Ahh I was just gonna post another update. I removed the whole local fastkron directory, git clone again, and then successfully built the library. And no parts of CUDA 11.5 remain as I last checked.

The command LD_LIBRARY_PATH=<path-to-build-directory> python <your file.py> does work. python fastkron.py prints quite a few lines, with the last few lines being:

Minimum Time 0.05 through kernels: 
  [0, 1] = 32768 64_8x8_1x512**2_0_2x4_NN runs for 0.03 ms
  [2, 4] = 32768 64_8x8_2x2048**3_0_4x8_NN runs for 0.03 ms
tensor([[32768., 32768., 32768.,  ..., 32768., 32768., 32768.],
        [32768., 32768., 32768.,  ..., 32768., 32768., 32768.],
        [32768., 32768., 32768.,  ..., 32768., 32768., 32768.],
        ...,
        [32768., 32768., 32768.,  ..., 32768., 32768., 32768.],
        [32768., 32768., 32768.,  ..., 32768., 32768., 32768.],
        [32768., 32768., 32768.,  ..., 32768., 32768., 32768.]],
       device='cuda:0')
Exception ignored in: <function PyFastKronWrapper.__del__ at 0x7fcd231faac0>
Traceback (most recent call last):
  File "/home/minato/cwhsing/fastkron/pyfastkron/fastkron.py", line 108, in __del__
AttributeError: 'NoneType' object has no attribute 'c_ulong'

Unfortunately, there's another error message.

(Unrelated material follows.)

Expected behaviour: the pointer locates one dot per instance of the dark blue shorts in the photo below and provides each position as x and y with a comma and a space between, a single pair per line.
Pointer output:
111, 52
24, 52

I'm not sure if it affects the calculation or not.

Good to know that.

I fixed this issue.

Just tried removing the whole directory, git clone and build as well as git pull and rebuild. The same error message:

Exception ignored in: <function PyFastKronWrapper.__del__ at 0x7fcd231faac0>
Traceback (most recent call last):
  File "/home/minato/cwhsing/fastkron/pyfastkron/fastkron.py", line 108, in __del__
AttributeError: 'NoneType' object has no attribute 'c_ulong'

persists for both approaches, however.

Interesting, I have removed that method for now. Will fix it later. Yes, this has no effect on the results.